Current therapies for myeloproliferative neoplasms (MPNs) improve symptoms but have limited effect on tumor size. In preclinical studies, tamoxifen restored normal apoptosis in mutated hematopoietic stem/progenitor cells (HSPCs). TAMARIN Phase-II, multicenter, single-arm clinical trial assessed tamoxifen’s safety and activity in patients with stable MPNs, no prior thrombotic events and mutated JAK2V617FCALRins5 or CALRdel52 peripheral blood allele burden ≥20% (EudraCT 2015-005497-38). 38 patients were recruited over 112w and 32 completed 24w-treatment. The study’s A’herns success criteria were met as the primary outcome ( ≥ 50% reduction in mutant allele burden at 24w) was observed in 3/38 patients. Secondary outcomes included ≥25% reduction at 24w (5/38), ≥50% reduction at 12w (0/38), thrombotic events (2/38), toxicities, hematological response, proportion of patients in each IWG-MRT response category and ELN response criteria. As exploratory outcomes, baseline analysis of HSPC transcriptome segregates responders and non-responders, suggesting a predictive signature. In responder HSPCs, longitudinal analysis shows high baseline expression of JAK-STAT signaling and oxidative phosphorylation genes, which are downregulated by tamoxifen. We further demonstrate in preclinical studies that in JAK2V617F+ cells, 4-hydroxytamoxifen inhibits mitochondrial complex-I, activates integrated stress response and decreases pathogenic JAK2-signaling. These results warrant further investigation of tamoxifen in MPN, with careful consideration of thrombotic risk.

Introduction

Myeloproliferative neoplasms (MPN) arise from mutations acquired by HSPCs, most frequently affecting the genes encoding the kinase JAK21,2,3,4 or the multi-functional protein CALR5,6. Currently JAK1/2 inhibitors can improve disease-related symptoms and overall survival but have a limited impact on clone size7,8, likely because they cannot discriminate between mutant and wild-type JAK2 or due to the acquisition of pharmacological resistance9,10,11. Allogeneic HSC transplantation remains the only curative treatment for MPN but can only be performed in a minority of patients due to its toxicity12, warranting investigation of new therapies.

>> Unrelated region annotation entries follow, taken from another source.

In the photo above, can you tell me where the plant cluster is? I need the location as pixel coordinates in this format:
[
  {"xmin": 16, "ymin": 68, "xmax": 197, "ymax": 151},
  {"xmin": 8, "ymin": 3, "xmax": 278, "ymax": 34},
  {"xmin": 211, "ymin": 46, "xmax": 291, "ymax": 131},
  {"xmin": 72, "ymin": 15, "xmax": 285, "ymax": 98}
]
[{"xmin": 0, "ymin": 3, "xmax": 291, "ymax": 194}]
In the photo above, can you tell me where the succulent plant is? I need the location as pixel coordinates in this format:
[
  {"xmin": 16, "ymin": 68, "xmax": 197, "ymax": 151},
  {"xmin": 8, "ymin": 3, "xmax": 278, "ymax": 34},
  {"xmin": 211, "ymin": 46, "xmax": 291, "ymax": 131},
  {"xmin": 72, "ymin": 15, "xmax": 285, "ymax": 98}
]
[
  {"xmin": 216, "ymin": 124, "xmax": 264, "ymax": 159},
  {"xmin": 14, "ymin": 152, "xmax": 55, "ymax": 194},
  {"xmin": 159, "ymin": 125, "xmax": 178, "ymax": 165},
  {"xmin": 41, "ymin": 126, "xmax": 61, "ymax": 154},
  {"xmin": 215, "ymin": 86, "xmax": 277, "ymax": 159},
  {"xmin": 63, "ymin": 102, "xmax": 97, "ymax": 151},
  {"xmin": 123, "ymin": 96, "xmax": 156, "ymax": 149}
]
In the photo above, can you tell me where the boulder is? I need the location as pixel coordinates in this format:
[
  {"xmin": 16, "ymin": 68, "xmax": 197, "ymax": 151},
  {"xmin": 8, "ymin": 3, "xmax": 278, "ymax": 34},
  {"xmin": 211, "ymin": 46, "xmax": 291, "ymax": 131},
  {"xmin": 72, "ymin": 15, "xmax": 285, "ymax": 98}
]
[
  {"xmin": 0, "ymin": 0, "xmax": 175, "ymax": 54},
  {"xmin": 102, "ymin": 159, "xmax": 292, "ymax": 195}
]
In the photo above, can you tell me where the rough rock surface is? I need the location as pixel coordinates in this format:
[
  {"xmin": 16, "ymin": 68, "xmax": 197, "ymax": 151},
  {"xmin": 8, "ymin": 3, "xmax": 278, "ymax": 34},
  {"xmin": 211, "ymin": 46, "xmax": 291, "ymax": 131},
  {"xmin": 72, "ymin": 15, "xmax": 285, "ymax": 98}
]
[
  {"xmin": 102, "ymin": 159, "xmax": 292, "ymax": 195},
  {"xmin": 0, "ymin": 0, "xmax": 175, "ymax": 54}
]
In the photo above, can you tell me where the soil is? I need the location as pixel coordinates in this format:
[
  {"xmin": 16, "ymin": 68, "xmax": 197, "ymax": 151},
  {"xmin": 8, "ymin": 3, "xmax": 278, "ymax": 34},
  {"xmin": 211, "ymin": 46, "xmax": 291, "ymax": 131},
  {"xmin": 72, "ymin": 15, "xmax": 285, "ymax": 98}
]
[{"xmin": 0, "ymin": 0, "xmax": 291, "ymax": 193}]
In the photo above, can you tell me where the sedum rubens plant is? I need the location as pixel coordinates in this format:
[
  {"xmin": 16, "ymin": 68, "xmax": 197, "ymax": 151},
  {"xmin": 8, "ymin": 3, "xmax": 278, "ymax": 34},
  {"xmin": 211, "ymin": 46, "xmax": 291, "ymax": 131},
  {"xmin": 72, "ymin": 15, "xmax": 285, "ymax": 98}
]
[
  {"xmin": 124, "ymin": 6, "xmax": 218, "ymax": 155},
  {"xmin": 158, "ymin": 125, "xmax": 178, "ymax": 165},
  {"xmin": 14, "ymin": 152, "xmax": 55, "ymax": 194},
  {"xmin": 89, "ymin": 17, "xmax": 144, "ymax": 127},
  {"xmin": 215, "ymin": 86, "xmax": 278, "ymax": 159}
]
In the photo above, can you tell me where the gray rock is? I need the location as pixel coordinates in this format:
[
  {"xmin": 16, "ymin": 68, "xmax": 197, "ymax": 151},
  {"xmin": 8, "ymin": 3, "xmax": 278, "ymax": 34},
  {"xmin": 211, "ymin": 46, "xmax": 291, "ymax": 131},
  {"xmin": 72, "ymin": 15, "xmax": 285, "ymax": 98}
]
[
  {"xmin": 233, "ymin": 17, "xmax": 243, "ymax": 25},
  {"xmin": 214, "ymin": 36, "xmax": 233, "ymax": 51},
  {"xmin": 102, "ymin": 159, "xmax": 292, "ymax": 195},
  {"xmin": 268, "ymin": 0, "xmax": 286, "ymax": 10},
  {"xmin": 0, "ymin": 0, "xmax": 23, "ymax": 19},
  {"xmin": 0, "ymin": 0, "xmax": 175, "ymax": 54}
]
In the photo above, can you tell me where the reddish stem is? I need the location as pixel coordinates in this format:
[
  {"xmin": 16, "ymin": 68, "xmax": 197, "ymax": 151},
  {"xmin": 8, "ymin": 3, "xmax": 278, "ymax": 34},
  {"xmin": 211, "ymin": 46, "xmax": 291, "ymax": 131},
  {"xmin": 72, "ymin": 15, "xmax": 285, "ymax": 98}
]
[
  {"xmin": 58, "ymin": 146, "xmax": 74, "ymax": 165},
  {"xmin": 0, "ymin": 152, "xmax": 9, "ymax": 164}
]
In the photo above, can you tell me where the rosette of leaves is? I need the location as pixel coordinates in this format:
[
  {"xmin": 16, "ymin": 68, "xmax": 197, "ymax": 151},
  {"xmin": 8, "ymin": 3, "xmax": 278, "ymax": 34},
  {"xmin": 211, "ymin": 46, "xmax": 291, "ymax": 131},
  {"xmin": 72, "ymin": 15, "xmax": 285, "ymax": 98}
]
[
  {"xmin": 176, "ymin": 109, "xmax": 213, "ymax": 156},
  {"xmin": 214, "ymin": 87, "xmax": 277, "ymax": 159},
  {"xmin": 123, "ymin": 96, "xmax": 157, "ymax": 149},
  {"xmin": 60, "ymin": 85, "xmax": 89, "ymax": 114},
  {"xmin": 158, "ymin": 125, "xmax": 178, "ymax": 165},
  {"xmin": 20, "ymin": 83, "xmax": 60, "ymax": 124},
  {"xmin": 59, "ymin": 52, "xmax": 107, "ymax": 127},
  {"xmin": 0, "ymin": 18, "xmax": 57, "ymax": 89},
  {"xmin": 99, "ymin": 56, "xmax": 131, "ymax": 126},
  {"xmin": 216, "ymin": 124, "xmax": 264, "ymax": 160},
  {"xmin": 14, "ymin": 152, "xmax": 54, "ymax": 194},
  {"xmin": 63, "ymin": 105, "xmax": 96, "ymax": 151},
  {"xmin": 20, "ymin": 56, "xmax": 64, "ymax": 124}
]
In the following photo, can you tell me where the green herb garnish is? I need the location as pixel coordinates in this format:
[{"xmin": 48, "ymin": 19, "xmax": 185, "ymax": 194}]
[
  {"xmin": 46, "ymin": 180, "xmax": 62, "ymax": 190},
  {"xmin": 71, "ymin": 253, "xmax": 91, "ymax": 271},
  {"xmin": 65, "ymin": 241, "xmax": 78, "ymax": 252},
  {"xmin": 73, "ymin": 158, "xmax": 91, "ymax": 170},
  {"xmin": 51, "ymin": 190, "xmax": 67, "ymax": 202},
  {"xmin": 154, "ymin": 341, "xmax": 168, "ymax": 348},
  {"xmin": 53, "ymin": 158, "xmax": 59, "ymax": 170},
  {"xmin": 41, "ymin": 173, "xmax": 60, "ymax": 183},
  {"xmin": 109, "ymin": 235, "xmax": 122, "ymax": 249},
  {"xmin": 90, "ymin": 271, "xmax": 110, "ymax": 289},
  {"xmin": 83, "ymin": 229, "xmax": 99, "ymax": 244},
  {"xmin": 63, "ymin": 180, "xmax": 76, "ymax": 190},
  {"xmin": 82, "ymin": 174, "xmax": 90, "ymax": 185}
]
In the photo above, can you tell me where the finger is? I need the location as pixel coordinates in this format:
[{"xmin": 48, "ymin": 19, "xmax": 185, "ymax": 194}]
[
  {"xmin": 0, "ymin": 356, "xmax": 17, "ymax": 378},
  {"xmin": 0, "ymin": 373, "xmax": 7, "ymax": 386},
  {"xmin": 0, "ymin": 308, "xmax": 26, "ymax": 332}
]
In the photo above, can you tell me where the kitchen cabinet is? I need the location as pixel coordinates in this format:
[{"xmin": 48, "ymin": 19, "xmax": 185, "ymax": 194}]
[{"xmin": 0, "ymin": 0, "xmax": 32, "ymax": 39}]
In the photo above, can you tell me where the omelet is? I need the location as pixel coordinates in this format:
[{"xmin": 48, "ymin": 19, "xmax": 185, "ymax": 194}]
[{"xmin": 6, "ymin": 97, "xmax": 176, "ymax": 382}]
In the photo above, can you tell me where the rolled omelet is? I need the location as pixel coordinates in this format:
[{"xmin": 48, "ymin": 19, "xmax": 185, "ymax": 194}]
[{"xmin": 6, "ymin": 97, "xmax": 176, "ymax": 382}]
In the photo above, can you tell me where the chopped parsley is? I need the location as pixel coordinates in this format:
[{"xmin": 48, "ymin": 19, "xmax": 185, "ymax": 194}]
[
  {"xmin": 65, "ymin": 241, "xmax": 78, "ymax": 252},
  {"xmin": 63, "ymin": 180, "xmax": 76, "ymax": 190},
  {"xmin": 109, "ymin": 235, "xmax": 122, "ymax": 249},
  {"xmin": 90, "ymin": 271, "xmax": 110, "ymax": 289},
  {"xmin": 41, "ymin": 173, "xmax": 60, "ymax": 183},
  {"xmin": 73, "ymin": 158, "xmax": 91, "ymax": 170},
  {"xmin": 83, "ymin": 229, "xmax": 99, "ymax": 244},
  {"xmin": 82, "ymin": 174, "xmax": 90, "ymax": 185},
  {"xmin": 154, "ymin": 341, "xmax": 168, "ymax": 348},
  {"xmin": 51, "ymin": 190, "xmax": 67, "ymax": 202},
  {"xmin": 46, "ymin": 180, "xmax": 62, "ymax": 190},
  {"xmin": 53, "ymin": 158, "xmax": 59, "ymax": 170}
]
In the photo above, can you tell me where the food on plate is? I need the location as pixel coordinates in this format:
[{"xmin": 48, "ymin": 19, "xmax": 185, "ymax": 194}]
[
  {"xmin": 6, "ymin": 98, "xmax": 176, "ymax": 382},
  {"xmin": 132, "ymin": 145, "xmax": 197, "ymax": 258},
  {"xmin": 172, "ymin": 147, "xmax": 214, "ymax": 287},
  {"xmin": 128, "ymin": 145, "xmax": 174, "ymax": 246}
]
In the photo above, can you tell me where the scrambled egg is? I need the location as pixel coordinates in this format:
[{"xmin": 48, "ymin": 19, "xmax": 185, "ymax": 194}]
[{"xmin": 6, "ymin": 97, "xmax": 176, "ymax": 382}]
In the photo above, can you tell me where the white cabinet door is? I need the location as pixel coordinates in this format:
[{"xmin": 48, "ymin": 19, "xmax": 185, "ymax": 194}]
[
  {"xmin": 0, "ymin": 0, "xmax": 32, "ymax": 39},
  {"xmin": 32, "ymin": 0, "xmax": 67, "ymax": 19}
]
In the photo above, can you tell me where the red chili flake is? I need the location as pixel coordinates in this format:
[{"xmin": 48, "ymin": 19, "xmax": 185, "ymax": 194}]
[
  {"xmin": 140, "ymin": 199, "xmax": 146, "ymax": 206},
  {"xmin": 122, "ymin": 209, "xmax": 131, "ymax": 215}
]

Men exhibit a higher prevalence of myeloid neoplasia compared with women13,14. Furthermore, MPN subtypes with poorer prognosis (primary myelofibrosis and polycythemia vera, compared with essential thrombocythemia) have a higher prevalence in males than in females15,16,17. Additionally, the risk of secondary myelofibrosis, which worsens the outcomes of PV/ET, is higher for men than for women, regardless of their age17,18,19. However, the reasons underlying this gender difference are unclear. It is possible that sex-chromosome genes and gender-dependent differences in epigenetic regulation, metabolism or immune response partly account for sexual dimorphism in cancer20. Another explanation might be the loss of sex chromosomes with age, which preferentially occurs in males, perhaps suggesting a higher genomic instability in men21.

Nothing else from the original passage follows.